23 Views Asked by At

Forewarning: This might overlap a bit with programming, but I felt that overall it fit better here than on StackOverflow. If I am incorrect I can move or cross-post this as required.


Context:

I'm writing software that takes a random sampling of a list of unknown length. The sampling is thus done by a percentage chance of selecting any given item. This sampling is used (after some other processing) to produce another list, on which the action repeats. The contents and length of the new list are based on the sampled portion of the old list. This repeats several times - up to 5, on some branches of the tree.

Unfortunately, this results in significant compounding - a few iterations in, a list is returned empty and later steps cannot complete. I would like to avoid this, in a way other than by setting the initial percentage very high.

Due to memory constraints, I cannot have an entire input list at one time (computed lazily from results of previous list-sampling), and so cannot know its length while sampling from it.

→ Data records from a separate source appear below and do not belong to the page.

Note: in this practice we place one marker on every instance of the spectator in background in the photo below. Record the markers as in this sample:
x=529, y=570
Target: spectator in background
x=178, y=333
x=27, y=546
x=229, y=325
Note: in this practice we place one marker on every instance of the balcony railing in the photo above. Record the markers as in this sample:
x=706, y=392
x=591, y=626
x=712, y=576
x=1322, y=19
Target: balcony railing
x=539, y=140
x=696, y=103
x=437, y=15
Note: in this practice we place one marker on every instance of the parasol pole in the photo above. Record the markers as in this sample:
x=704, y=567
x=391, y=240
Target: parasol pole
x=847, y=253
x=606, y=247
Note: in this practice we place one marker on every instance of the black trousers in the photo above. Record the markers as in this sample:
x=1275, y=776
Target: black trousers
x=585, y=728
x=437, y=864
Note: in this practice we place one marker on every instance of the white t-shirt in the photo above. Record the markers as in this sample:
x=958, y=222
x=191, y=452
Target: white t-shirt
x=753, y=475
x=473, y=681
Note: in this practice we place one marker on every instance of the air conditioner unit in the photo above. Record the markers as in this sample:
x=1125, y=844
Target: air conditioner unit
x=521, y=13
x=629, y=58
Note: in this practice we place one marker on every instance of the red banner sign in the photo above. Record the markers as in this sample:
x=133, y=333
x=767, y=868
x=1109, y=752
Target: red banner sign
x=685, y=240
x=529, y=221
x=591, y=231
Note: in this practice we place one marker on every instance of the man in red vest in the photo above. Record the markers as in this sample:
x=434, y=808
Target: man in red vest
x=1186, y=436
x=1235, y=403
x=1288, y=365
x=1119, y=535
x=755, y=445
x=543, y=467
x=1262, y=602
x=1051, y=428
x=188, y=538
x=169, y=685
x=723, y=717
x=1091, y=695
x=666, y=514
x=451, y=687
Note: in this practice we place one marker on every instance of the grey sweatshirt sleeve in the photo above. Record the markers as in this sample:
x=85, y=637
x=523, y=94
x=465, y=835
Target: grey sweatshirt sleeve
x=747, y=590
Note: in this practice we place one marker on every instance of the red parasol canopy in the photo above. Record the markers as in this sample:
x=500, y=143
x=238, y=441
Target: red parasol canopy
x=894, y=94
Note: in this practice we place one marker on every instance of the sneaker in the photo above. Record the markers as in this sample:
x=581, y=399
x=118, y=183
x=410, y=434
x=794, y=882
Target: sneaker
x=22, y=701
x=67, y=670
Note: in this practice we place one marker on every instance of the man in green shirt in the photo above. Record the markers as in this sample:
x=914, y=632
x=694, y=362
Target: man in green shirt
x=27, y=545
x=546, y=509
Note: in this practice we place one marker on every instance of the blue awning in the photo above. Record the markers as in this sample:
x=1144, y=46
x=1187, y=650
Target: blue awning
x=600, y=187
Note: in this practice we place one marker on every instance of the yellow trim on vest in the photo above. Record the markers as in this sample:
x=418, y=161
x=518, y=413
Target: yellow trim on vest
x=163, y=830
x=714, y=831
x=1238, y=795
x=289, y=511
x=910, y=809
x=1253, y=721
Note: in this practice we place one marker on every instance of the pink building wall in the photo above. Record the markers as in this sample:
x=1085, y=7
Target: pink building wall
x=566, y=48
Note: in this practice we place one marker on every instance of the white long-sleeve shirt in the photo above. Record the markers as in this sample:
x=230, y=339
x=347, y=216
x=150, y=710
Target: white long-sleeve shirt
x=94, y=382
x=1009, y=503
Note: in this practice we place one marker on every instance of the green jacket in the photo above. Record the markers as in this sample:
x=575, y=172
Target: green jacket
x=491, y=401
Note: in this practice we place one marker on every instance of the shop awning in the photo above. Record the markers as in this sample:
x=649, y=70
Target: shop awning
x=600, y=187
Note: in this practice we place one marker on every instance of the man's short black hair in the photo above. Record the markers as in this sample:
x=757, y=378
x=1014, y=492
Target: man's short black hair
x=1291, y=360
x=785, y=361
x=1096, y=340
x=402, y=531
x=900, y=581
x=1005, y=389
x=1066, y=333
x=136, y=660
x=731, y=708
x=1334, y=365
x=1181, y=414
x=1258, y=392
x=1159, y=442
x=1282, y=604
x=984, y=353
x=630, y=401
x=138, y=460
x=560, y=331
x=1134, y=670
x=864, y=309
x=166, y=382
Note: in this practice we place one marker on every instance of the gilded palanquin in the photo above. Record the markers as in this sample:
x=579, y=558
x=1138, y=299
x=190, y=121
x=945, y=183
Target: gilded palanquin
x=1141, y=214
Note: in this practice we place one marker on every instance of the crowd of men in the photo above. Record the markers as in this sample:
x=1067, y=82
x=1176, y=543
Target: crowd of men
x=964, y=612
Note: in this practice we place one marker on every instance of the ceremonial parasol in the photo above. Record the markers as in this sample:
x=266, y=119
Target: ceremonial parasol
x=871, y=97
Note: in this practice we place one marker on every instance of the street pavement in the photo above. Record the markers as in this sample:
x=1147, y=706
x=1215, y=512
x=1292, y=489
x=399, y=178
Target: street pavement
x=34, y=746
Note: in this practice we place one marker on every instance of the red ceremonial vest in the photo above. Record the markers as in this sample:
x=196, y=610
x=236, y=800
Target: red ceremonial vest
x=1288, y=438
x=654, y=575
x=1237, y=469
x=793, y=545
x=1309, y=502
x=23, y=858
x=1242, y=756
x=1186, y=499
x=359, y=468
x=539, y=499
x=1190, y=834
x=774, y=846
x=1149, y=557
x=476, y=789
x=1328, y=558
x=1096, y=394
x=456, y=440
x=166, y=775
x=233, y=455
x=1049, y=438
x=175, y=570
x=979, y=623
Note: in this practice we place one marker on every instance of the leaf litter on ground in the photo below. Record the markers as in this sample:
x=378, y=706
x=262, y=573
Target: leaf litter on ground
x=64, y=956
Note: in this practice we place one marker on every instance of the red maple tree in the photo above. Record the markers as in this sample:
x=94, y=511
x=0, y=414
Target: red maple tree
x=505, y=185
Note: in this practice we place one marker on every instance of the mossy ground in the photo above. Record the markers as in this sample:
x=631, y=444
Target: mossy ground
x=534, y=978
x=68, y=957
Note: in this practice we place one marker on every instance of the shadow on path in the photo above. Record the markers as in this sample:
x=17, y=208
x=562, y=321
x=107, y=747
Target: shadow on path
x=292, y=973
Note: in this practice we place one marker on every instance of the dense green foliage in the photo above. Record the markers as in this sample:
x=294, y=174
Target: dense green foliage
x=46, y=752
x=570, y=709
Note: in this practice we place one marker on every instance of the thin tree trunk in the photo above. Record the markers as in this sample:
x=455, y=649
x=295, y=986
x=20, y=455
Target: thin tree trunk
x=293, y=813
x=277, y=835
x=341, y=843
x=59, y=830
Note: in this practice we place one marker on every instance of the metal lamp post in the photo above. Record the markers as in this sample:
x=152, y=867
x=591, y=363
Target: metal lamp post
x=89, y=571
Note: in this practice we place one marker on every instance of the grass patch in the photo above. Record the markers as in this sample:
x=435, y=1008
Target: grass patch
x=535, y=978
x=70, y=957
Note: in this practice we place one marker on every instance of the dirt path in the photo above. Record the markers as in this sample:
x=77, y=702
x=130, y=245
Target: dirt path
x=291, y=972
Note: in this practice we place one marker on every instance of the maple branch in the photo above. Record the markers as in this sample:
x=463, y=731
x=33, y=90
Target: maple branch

I can know the length of a list after I have finished sampling from it.


Example:

Without sampling, using the whole list:

List $L$ is length $l$. Processing $L$ produces list $M$, of length $m$.

With sampling at 5$\%$, current state:

Sampling 5$\%$ of list $L$ produces list $L_5$, of average length $l*0.05$. Processing $L_5$ to get intermediate list $M'$ and sampling 5$\%$ of $M'$ produces $M_5$, of average length $m*0.05^2$ (less consistent average than for $L_5$'s length, depending on which elements were selected from $L$).

I need to know what percentage of $M'$ to sample in order for $M_5$ to be, on average, length $m*0.05$, without knowing the length of $M$ or $M'$ until after the sampling is done. The length of $L_5$ can be known. The length of $L$ cannot be known but may be estimated based on the length of $L_5$. Sampling all of $M$ and then dropping most of the results afterwards is not an option. This needs to work for arbitrary percentages (between 0 and 100), not just 5%.